I needed one, and ended up building one when I couldn't find one anywhere for a reasonable price. $400+ for a proper box or $50 or less for a home made job.


----------



## wjjones (May 28, 2010)

fatjay said:


> I needed one, and ended up building one when I couldn't find one anywhere for a reasonable price. $400+ for a proper box or $50 or less for a home made job.

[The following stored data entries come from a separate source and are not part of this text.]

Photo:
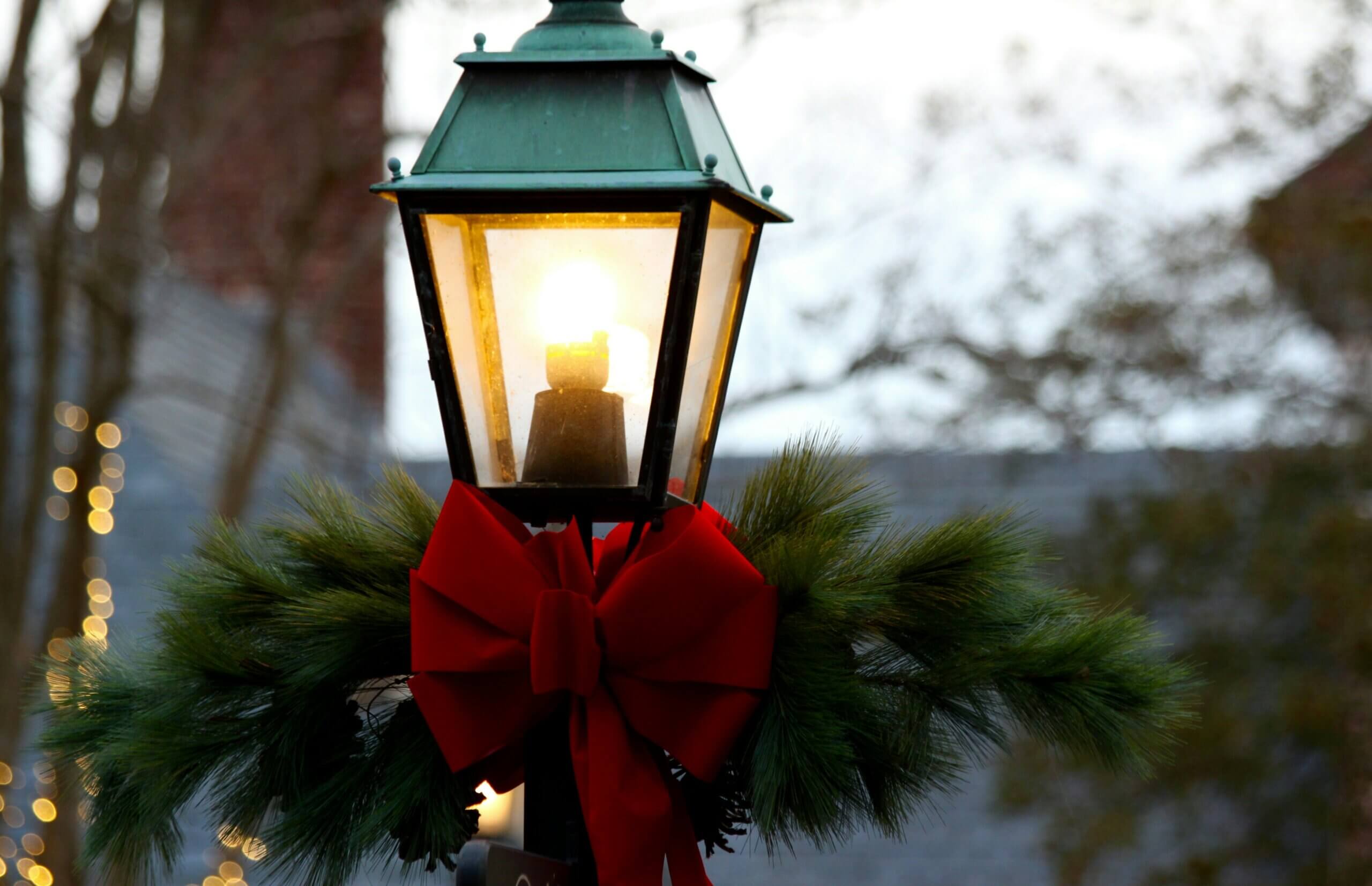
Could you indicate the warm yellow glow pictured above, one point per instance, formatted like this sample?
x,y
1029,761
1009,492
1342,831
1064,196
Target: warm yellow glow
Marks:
x,y
575,302
101,498
65,479
109,435
44,809
77,419
578,301
58,508
496,809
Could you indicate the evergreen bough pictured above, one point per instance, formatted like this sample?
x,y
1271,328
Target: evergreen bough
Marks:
x,y
272,689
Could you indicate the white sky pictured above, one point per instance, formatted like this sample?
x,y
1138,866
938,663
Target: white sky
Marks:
x,y
831,107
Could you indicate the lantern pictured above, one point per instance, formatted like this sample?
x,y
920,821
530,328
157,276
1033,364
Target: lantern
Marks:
x,y
582,236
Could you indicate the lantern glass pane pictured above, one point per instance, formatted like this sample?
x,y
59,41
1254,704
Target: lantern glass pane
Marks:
x,y
553,323
728,247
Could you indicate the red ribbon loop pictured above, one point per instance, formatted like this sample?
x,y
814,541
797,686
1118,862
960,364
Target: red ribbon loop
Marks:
x,y
563,649
665,649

Thats what I do I even try to reproduce the simple metal parts that break like a strut bracket that broke back in the summer. It holds the cross member from one side of the frame to the other, and attaches to the rearend. I had to make 3 before I got it right but it saved me some $$, and I made it out of a thicker piece of metal so maybe it will not break so easy next time.


----------



## rdr202 (Apr 5, 2010)

Like the homemade weight solution. I use a 20 HP lawn tractor with 48" plow blade, wheel weights and chains. I don't have problem pushing 6" of snow , but anything deeper and I have to take 1/3 of a cut. How much improvement would I get by adding extra weight. Do you think in deeper snow I could cut a full blade width.


----------



## OldBuzzard (Jun 23, 2011)

The best thing you can do to add weight is to fluid fill the tires, and followed by that, adding wheel weights.

Fluid and wheel weights are unsprung weight, and don't put any stress on your frame, axles, etc.

I'm a great believer in Rim Guard for fluid filling, and have it in a couple of my tractors.

A 26-12-12 tire will hold 10 Gal, and at 11#/Gal that's 110# per tire.

Not only does it add a lot of weight, it's pretty cheap as compared to wheel weights. My local John Deere dealer carries it, and it cost me $2.30/Gal, which included the installation.

A lot of guys use Windshield Wiper Fluid, and that's OK, but at 8#/gal, it's not as effective as Rim Guard.

Wheel weights are next best thing. However they are getting danged $$$ lately, especially if you have to have them shipped to you.

Last would be hanging weights on in a weight box, etc. That gives you the weight, but puts extra stress on the tractor. You should really only use that as a last resort.


----------